I store variable names of interest in a character vector. Usually, I store those vectors in a nested list (e.g. variables$predictors$model1
), as to reduce clutter and better organize them. For this reason, I usually work with sublists and indexing of lists. However, I am having a hard time translating this workflow into data.table
.
Consider the simple task of subsetting the data.table to a subset of columns whose names are in a character vector. As you can see, the commonly suggested manners to subset do not give the intended output. What is more annoying, the desired output requires using get()
(together with a list) which has occasionally undesired behavior.
Is this really the most efficient way available within data.table
for this simple action?
Why do options 1 to 4 return just the string?
library(data.table)
# Create data.table with three variables
dt <- data.table(a = c(1:3, NA), b = 1:4, c = c(NA, 1:3))

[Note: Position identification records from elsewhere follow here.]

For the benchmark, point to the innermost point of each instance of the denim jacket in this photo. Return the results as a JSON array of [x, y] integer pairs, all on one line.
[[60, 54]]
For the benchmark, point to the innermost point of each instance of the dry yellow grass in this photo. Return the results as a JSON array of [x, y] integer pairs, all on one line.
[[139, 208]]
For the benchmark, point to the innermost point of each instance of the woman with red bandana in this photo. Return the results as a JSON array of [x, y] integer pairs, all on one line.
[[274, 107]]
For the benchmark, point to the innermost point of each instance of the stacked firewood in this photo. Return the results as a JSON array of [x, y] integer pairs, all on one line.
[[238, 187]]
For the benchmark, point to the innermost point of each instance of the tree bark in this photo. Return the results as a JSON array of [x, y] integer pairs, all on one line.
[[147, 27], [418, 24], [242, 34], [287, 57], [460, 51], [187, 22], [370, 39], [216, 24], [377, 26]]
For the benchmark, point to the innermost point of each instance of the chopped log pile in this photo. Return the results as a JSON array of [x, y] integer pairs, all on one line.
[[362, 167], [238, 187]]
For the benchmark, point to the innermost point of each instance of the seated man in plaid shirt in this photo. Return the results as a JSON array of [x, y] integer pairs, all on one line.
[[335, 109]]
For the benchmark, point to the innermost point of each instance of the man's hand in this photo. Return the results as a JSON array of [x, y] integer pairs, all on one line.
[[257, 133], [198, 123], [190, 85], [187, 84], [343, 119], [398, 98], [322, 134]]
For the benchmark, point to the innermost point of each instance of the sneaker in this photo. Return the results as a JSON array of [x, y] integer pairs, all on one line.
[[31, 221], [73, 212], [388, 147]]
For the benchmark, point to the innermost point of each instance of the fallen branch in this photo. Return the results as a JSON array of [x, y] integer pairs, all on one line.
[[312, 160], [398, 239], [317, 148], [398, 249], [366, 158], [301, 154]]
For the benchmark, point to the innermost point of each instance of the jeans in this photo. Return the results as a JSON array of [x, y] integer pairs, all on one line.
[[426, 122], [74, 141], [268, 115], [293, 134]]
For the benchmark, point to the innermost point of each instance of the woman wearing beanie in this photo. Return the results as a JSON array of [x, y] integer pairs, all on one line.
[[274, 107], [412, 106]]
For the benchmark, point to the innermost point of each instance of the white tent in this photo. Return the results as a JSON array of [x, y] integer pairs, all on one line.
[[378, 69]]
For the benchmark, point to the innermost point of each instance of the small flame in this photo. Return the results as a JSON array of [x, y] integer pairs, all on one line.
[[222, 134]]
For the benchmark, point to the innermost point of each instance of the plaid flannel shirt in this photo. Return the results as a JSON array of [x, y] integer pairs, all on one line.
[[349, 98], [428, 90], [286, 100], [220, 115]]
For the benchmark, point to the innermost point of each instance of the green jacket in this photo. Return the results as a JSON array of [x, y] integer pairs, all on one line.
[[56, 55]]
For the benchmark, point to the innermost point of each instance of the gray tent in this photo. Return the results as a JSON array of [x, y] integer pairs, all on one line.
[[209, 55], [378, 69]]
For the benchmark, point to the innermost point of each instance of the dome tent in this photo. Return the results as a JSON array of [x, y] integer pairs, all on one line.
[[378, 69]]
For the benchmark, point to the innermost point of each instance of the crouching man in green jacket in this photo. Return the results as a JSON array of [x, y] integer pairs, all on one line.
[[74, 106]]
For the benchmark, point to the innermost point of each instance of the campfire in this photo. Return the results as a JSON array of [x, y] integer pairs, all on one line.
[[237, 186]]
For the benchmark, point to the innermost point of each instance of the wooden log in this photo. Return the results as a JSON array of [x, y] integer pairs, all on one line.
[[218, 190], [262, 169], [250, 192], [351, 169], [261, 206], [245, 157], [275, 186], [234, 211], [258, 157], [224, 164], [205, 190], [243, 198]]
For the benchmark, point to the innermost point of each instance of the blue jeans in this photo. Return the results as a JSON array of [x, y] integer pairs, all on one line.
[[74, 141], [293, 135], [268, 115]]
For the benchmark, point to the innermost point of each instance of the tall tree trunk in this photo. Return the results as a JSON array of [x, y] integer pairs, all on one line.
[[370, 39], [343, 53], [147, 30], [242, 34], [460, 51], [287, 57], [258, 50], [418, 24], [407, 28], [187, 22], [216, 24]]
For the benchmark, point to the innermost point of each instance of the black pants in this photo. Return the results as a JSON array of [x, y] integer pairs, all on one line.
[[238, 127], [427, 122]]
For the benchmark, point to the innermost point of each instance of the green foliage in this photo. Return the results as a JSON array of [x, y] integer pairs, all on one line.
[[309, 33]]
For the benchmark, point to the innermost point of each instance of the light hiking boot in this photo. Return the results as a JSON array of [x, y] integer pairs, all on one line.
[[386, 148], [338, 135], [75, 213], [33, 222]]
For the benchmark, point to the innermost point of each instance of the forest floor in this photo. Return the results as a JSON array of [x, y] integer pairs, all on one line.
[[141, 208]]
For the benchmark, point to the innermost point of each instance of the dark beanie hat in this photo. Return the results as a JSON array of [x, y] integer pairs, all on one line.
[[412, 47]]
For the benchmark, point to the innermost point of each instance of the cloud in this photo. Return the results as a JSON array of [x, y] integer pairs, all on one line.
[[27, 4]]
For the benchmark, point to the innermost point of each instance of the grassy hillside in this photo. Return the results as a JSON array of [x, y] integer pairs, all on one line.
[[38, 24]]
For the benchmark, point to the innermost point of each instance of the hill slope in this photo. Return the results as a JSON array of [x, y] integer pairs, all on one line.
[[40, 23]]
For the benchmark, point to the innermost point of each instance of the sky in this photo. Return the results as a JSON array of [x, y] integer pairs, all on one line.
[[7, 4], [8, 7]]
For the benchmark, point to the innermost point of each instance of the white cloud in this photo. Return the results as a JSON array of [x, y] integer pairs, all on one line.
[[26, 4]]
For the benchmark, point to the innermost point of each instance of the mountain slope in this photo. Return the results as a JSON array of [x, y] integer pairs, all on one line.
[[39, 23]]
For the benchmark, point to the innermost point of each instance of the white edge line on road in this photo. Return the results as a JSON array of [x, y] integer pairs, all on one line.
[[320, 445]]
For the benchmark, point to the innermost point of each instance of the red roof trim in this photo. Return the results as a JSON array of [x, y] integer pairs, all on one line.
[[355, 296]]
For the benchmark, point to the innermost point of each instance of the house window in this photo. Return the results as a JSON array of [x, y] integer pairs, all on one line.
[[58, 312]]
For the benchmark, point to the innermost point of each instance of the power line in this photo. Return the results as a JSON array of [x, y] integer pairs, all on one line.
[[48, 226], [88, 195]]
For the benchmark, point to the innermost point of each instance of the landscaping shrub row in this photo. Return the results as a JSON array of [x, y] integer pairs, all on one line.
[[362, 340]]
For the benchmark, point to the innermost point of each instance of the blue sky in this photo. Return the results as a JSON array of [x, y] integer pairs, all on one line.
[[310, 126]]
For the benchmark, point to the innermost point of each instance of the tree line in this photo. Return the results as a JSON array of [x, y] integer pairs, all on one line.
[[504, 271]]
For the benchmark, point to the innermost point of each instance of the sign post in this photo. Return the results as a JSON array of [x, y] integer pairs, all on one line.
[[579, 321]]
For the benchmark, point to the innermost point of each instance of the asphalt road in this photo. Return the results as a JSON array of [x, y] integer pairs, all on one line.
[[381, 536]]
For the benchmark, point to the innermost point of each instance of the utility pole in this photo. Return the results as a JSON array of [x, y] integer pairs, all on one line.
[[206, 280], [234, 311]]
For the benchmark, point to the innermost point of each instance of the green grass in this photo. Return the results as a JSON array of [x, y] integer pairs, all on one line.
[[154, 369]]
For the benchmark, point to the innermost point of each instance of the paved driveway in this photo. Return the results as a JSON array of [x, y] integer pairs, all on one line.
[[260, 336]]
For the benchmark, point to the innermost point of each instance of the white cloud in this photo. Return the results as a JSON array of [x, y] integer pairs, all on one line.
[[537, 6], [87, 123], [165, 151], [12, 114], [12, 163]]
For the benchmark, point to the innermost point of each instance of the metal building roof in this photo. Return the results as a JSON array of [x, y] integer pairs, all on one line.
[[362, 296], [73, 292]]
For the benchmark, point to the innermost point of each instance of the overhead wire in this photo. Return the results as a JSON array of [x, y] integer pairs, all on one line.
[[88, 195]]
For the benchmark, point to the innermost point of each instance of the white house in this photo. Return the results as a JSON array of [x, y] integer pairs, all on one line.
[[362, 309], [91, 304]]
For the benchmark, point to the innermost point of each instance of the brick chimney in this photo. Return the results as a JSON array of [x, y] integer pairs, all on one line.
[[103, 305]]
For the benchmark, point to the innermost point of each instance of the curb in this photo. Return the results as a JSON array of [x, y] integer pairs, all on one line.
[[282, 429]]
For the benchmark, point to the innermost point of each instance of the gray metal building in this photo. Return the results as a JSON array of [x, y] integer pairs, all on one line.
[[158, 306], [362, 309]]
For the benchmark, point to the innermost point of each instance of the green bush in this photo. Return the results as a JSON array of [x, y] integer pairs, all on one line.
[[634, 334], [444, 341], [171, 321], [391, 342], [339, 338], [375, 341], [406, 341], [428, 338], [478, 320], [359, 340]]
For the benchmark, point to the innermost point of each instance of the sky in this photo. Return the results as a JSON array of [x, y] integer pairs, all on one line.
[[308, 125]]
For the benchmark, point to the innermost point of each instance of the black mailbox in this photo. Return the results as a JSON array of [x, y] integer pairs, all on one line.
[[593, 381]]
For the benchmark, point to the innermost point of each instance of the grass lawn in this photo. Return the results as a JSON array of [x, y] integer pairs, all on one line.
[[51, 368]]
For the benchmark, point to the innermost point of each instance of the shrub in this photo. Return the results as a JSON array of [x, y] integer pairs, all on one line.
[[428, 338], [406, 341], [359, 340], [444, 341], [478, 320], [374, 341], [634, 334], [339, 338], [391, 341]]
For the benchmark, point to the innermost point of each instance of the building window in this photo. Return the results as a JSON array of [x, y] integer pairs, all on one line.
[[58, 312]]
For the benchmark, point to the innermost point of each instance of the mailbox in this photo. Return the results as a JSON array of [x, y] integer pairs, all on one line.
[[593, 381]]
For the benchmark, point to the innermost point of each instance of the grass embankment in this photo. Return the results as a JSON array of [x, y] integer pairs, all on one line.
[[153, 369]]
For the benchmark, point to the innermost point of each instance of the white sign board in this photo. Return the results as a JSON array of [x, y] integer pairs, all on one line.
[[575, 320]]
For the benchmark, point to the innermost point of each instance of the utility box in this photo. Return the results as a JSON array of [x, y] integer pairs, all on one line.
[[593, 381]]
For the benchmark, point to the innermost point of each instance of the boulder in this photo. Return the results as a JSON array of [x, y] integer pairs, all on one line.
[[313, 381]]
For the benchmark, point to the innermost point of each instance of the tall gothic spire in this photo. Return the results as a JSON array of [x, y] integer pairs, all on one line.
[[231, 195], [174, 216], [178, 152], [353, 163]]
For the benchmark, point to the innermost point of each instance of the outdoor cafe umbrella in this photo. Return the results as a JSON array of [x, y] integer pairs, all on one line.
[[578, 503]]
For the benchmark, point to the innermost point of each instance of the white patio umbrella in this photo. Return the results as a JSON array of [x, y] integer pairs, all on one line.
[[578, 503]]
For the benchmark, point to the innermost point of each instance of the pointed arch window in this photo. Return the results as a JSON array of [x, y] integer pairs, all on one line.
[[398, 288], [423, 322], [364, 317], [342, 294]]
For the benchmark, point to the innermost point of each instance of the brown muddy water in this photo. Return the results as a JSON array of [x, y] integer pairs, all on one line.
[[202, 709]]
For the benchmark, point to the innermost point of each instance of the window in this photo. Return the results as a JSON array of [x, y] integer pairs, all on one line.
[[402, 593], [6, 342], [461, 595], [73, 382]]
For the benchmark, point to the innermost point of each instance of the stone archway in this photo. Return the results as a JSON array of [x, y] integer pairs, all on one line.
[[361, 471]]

# Define column names of interest
column_names_of_interest <- c("b", "c")
# Subset by one of the column names
# Attempted approaches
# 1
dt[, column_names_of_interest[1]]
#[1] "b"
# 2
dt[, column_names_of_interest[[1]]]
# [1] "b"
# 3
dt[, ..column_names_of_interest[1]]
# [1] "b"
# 4
dt[, ..column_names_of_interest[[1]]]
# [1] "b"
# 5
dt[, get(column_names_of_interest[1])]
# [1] 1 2 3 4
# 6
dt[, .(get(column_names_of_interest[1]))]
# V1
# 1: 1
# 2: 2
# 3: 3
# 4: 4
dt <- data.table(a = c(1:3, NA), b = 1:4, c = c(NA, 1:3))
column_names_of_interest <- c("b", "c")
dt[, .SD, .SDcols = column_names_of_interest]
# b c
# 1: 1 NA
# 2: 2 1
# 3: 3 2
# 4: 4 3